When are all the fibers of a morphism reduced? This is a sort-of follow up to this question, which I asked before I became confused about if things were reduced. 
More specifically, suppose $\varphi:X\to Y$ is a surjective morphism of finite presentation between algebraic varieties (reduced, irreducible, separated schemes, finite type over an algebraically closed field), and furthermore assume that $Y\cong \mathbb{A}^r$ is an affine space. 
I am able to show that the underlying reduced schemes of all the fibers $X_y$ for $y\in Y$ are smooth and all equidimensional of dimension $k>0$ (In my case $k=r$, so $\dim(X)=2r$), and also that each fiber is generically reduced. I even know that the generic fiber is reduced, so I know $X_y$ is reduced for $y\in U\subset Y$ in some nonempty open.

Can I conclude that the fibers are reduced? 

More generally, under relatively simple circumstances, one can get that fibers over a Zariski-open are reduced. Is there some simple criteria as to when this may be strengthened to all fibers? (short of assuming $\varphi$ is smooth, for example.) 
EDIT: As pointed out by Snowball, $X$ being Cohen-Macaulay would suffice. Perhaps a better formulation of the question is 

Is $X$ necessarily Cohen-Macaulay, and if not are their known counterexamples?

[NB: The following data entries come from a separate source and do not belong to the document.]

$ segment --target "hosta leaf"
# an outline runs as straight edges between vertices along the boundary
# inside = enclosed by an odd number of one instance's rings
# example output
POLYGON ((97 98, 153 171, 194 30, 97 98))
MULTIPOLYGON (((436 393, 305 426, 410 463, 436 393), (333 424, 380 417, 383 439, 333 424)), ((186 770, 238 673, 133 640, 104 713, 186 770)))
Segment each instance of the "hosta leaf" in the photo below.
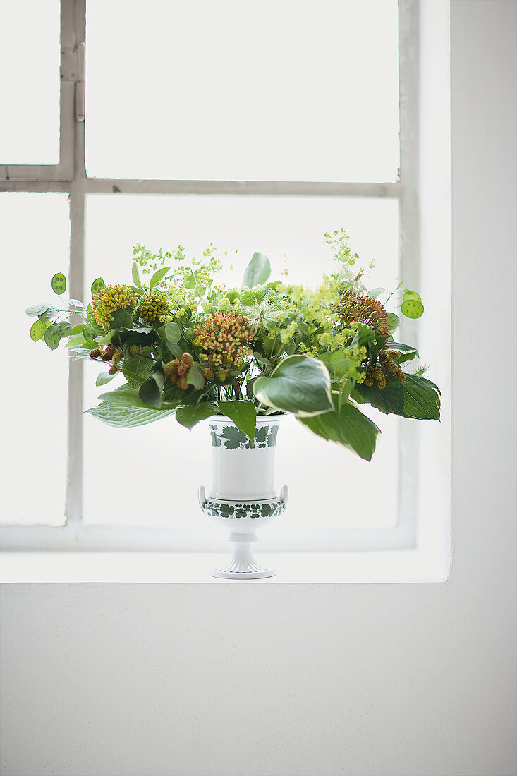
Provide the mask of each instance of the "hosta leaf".
POLYGON ((331 412, 298 420, 324 439, 342 445, 365 461, 371 461, 380 429, 352 402, 345 401, 331 412))
POLYGON ((252 289, 254 286, 262 285, 265 282, 270 275, 271 264, 269 263, 269 259, 265 254, 258 253, 255 251, 245 270, 241 288, 247 286, 252 289))
POLYGON ((305 355, 287 356, 269 377, 257 377, 253 393, 268 407, 297 415, 333 409, 328 370, 321 361, 305 355))
POLYGON ((248 435, 253 447, 257 418, 255 404, 251 401, 220 401, 219 411, 227 415, 238 428, 248 435))
POLYGON ((178 423, 190 431, 200 421, 206 420, 210 415, 215 414, 217 411, 212 404, 200 404, 199 407, 188 404, 177 408, 176 420, 178 423))

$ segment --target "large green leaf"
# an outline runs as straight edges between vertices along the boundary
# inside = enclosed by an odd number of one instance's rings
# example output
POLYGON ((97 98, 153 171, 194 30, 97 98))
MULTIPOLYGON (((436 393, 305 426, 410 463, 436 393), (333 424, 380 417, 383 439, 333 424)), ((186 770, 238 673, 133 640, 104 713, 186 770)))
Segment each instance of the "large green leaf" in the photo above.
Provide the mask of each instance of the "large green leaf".
POLYGON ((386 387, 383 389, 377 388, 376 385, 369 386, 356 383, 351 395, 360 404, 371 404, 387 415, 393 414, 404 416, 404 388, 398 380, 388 379, 386 387))
POLYGON ((217 411, 212 404, 203 404, 196 407, 194 404, 187 404, 184 407, 179 407, 176 410, 176 420, 189 431, 191 431, 196 423, 204 421, 210 415, 215 414, 217 411))
POLYGON ((254 286, 265 283, 271 275, 271 264, 265 253, 257 251, 252 256, 251 261, 245 270, 242 286, 241 288, 252 289, 254 286))
POLYGON ((98 407, 86 410, 94 417, 102 423, 117 428, 131 428, 153 423, 162 417, 172 415, 175 407, 170 404, 164 404, 160 410, 147 407, 139 398, 138 392, 129 385, 120 386, 116 390, 102 393, 98 407))
POLYGON ((406 375, 403 383, 404 393, 404 414, 406 417, 422 421, 439 421, 439 392, 431 380, 418 375, 406 375))
POLYGON ((252 447, 255 445, 257 411, 251 401, 220 401, 219 410, 227 415, 238 428, 247 434, 252 447))
POLYGON ((263 404, 297 415, 315 415, 334 407, 327 367, 306 355, 289 355, 269 377, 257 377, 253 393, 263 404))
POLYGON ((324 439, 349 448, 365 461, 371 461, 380 429, 350 401, 331 412, 298 420, 324 439))

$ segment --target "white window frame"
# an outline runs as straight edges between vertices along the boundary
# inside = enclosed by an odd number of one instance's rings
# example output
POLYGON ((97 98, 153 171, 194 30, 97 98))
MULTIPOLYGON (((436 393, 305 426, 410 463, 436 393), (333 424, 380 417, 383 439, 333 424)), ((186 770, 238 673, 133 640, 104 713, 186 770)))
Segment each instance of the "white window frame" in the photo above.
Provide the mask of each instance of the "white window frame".
MULTIPOLYGON (((61 0, 60 158, 56 165, 2 165, 0 191, 62 192, 70 198, 71 297, 85 291, 85 203, 88 194, 200 194, 374 197, 396 199, 400 219, 400 273, 408 287, 420 279, 418 223, 419 0, 399 0, 400 169, 394 182, 297 182, 267 181, 128 180, 87 177, 85 165, 85 41, 88 0, 61 0)), ((417 343, 417 333, 402 324, 401 337, 417 343)), ((195 532, 172 527, 86 525, 82 519, 83 365, 69 365, 68 469, 65 524, 62 526, 0 526, 5 550, 206 552, 195 532)), ((399 519, 389 528, 305 532, 296 540, 265 538, 272 551, 403 550, 415 548, 418 533, 418 445, 417 424, 401 429, 399 519), (409 476, 408 476, 409 474, 409 476)))

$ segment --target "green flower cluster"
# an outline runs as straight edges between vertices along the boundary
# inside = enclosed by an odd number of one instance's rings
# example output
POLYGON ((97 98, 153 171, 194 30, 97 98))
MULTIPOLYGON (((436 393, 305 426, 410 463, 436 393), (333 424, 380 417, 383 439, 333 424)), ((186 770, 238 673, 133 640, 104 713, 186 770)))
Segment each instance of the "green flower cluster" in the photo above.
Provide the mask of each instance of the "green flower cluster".
POLYGON ((134 307, 136 303, 137 295, 129 286, 104 286, 93 295, 92 308, 96 322, 107 331, 116 310, 134 307))

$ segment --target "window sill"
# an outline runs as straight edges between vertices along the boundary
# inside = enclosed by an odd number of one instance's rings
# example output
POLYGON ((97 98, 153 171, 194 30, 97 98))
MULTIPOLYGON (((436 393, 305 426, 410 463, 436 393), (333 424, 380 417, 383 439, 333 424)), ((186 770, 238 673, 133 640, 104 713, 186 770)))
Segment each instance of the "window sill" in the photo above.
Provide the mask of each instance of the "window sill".
POLYGON ((449 559, 418 549, 389 553, 260 553, 276 570, 263 580, 221 580, 210 576, 228 557, 180 553, 2 553, 0 584, 397 584, 444 582, 449 559))

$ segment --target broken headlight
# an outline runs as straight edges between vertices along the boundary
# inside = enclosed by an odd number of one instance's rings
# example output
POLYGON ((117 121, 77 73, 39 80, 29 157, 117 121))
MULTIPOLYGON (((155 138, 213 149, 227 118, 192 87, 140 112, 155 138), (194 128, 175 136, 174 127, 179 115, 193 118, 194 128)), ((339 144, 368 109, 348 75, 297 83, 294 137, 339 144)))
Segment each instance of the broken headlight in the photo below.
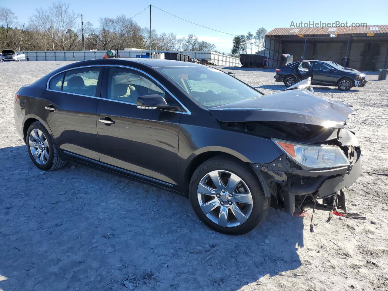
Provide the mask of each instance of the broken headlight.
POLYGON ((313 168, 334 168, 350 165, 342 150, 336 146, 312 146, 272 139, 298 164, 313 168))

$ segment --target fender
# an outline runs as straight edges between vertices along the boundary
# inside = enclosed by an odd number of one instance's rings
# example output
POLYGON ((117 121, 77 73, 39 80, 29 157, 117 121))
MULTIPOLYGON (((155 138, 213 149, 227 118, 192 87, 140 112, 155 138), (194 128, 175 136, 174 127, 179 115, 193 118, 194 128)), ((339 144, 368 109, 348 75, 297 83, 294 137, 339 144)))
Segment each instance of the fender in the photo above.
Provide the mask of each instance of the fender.
POLYGON ((231 130, 227 135, 225 129, 219 128, 181 123, 179 138, 177 181, 182 192, 186 170, 200 155, 225 153, 244 162, 266 164, 283 154, 270 139, 231 130))

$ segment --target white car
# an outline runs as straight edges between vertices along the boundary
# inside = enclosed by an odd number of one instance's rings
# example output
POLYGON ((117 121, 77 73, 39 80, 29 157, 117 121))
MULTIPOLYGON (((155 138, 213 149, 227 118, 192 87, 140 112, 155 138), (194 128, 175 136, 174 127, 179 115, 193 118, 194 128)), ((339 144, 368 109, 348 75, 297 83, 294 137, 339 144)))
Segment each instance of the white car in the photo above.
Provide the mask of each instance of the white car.
POLYGON ((25 61, 26 55, 23 52, 17 54, 12 50, 3 50, 0 54, 0 60, 4 61, 25 61))

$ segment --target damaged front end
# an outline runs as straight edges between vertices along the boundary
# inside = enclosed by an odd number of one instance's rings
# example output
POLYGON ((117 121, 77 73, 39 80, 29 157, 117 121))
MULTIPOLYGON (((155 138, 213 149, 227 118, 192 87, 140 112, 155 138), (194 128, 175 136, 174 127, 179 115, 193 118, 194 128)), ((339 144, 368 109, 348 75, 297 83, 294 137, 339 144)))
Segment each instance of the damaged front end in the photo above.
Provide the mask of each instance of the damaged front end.
POLYGON ((251 164, 272 206, 291 214, 309 208, 346 213, 342 189, 361 171, 358 140, 344 128, 353 110, 315 96, 309 80, 259 99, 212 114, 222 126, 270 139, 283 152, 271 163, 251 164))
MULTIPOLYGON (((339 131, 344 132, 353 134, 347 130, 339 131)), ((353 140, 355 139, 355 137, 353 140)), ((337 141, 340 143, 341 139, 339 138, 337 141)), ((347 165, 312 168, 301 165, 286 152, 271 163, 252 164, 259 179, 263 182, 262 185, 276 183, 276 191, 270 192, 275 196, 272 200, 273 207, 291 214, 300 214, 314 205, 315 209, 320 210, 332 211, 339 208, 346 212, 345 193, 342 189, 349 187, 361 173, 361 151, 357 144, 330 146, 338 147, 343 151, 348 161, 347 165), (321 203, 317 202, 321 199, 321 203)))

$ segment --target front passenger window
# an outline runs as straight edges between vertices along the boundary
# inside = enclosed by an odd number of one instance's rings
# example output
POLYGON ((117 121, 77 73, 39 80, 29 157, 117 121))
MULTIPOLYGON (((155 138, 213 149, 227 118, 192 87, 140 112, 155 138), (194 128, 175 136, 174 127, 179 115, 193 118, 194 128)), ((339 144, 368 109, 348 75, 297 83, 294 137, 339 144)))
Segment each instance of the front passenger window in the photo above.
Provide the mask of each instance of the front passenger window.
POLYGON ((65 74, 62 91, 87 96, 96 96, 101 68, 91 67, 68 71, 65 74))
POLYGON ((125 68, 109 68, 109 99, 136 104, 138 98, 151 94, 158 94, 166 98, 165 90, 143 74, 125 68))

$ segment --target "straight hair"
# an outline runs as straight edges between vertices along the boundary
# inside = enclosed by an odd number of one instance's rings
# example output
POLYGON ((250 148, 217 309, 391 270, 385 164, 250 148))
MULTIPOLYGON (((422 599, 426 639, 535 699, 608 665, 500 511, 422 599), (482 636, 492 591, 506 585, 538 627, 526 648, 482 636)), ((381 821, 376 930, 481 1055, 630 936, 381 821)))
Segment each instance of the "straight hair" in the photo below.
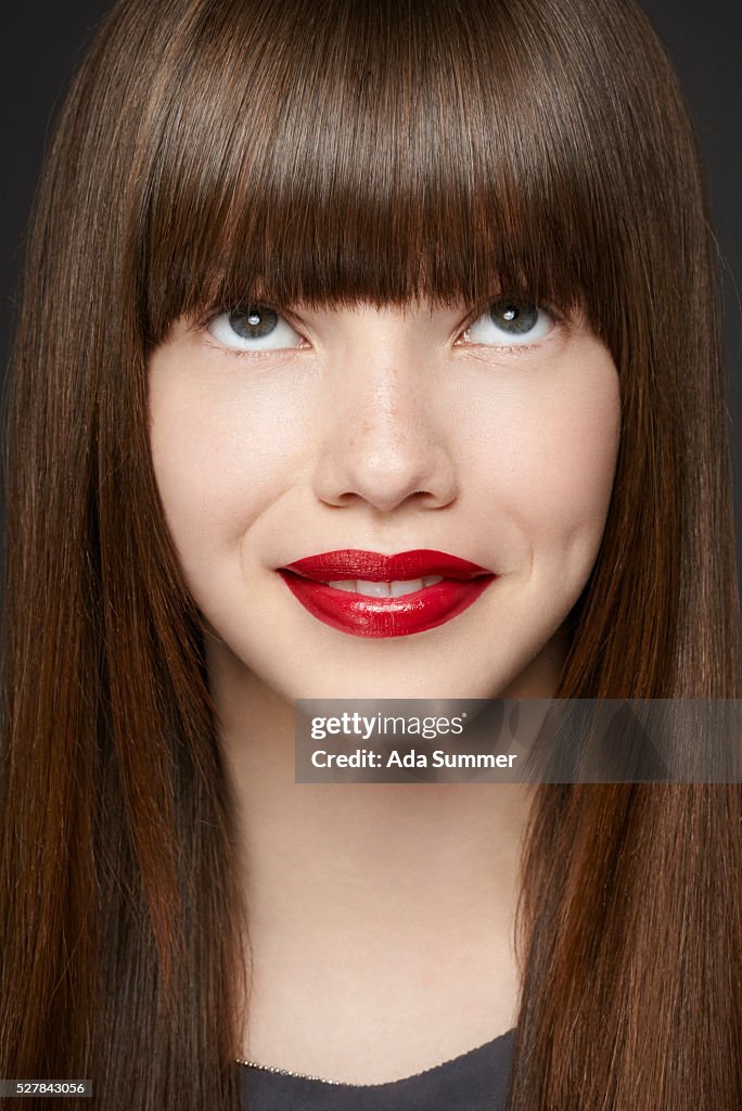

 A: Let me repeat the assumptions to make sure we agree. Say $f : X \to Y$ is a morphism of varieties over an algebraically closed field $k$ such that (a) $Y$ is affine and smooth of dimension $m$, (b) $(X_y)_{red}$ is smooth of fixed dimension $n$ for all $y \in Y(k)$, (c) the maximal open $V_y \subset X_y$ which is a reduced scheme is dense in $X_y$ for all $y \in Y(k)$.
Claim: $f$ is smooth.
Step 1. Let $V \subset X$ be the open locus where the morphism $f$ is smooth. By assumptions (a), (b), (c) we see that $V_y$ is the fibre of $V \to Y$ over $y$. Namely, $f$ is smooth in points of $V_y$ by 2.8 of the paper by de Jong on alterations. The converse inclusion is obvious. 
Step 2. Let $\nu : X' \to X$ be the normalization morphism. Then $V$ is an  open subscheme of $X'$. For $y \in Y(k)$ we consider $(X'_y)_{red} \to (X_y)_{red}$. This is a finite morphism which is an isomorphism over the dense open $V_y$. Also every irreducible component of $(X'_y)_{red}$ has dimension $n$ by Krull's height theorem. Hence $(X'_y)_{red} \to (X_y)_{red}$ is birational and hence an isomorphism as the target is normal.
Step 3. In particular the assumptions are true for $f' : X' \to Y$. If $Z \subset Y$ is a smooth effective Cartier divisor, then we can consider the morphism $(f')^{-1}(Z) \to Z$. Using that $X'$ is normal, it is straightforward to show that $(f')^{-1}(Z)$ is reduced, using the criterion $(R_0) + (S_1)$ for reducedness. If $m > 1$, then for any $y \in Y(k)$ we can pick $Z$ such that $(f')^{-1}(Z)$ is irreducible by a Bertini theorem (a la Jouanolou).
Step 4. By induction on $m$ we see that $(f')^{-1}(Z) \to Z$ is smooth. Hence all the fibres of $f'$ are smooth. Hence $X'$ is smooth. Since we have seen above that $X' \to X$ is a bijection on closed points, it suffices to show that no tangent vectors get collapsed. Such a tangent vector would have to be vertical. But this would mean that $(X_y)_{red}$ cannnot be smooth.
Answer to first comment: the fibres are nonempty by assumption (b) or they are all empty if $n < 0$ and then the result is true also. Answer to second comment: forgot to say $y \in Z$. The induction works because we've checked (f')^{-1}(Z) is a variety (except in the case $n = 1$ you get that it might be a disjoint union of varieties). Anyway, others can add more details to this answer if they so desire.
A: If you know that $X$ is Cohen-Macaulay (e.g. if $X$ is smooth or $X$ is a local complete intersection) then you know that each fiber is Cohen-Macaulay (because the fibers are complete intersections in a Cohen-Macaulay scheme). You can check that a Cohen-Macaulay scheme is reduced by checking at the generic point of each component, so you would be done by your assumptions.
This is the best criterion I can imagine, but perhaps there are more creative people out there.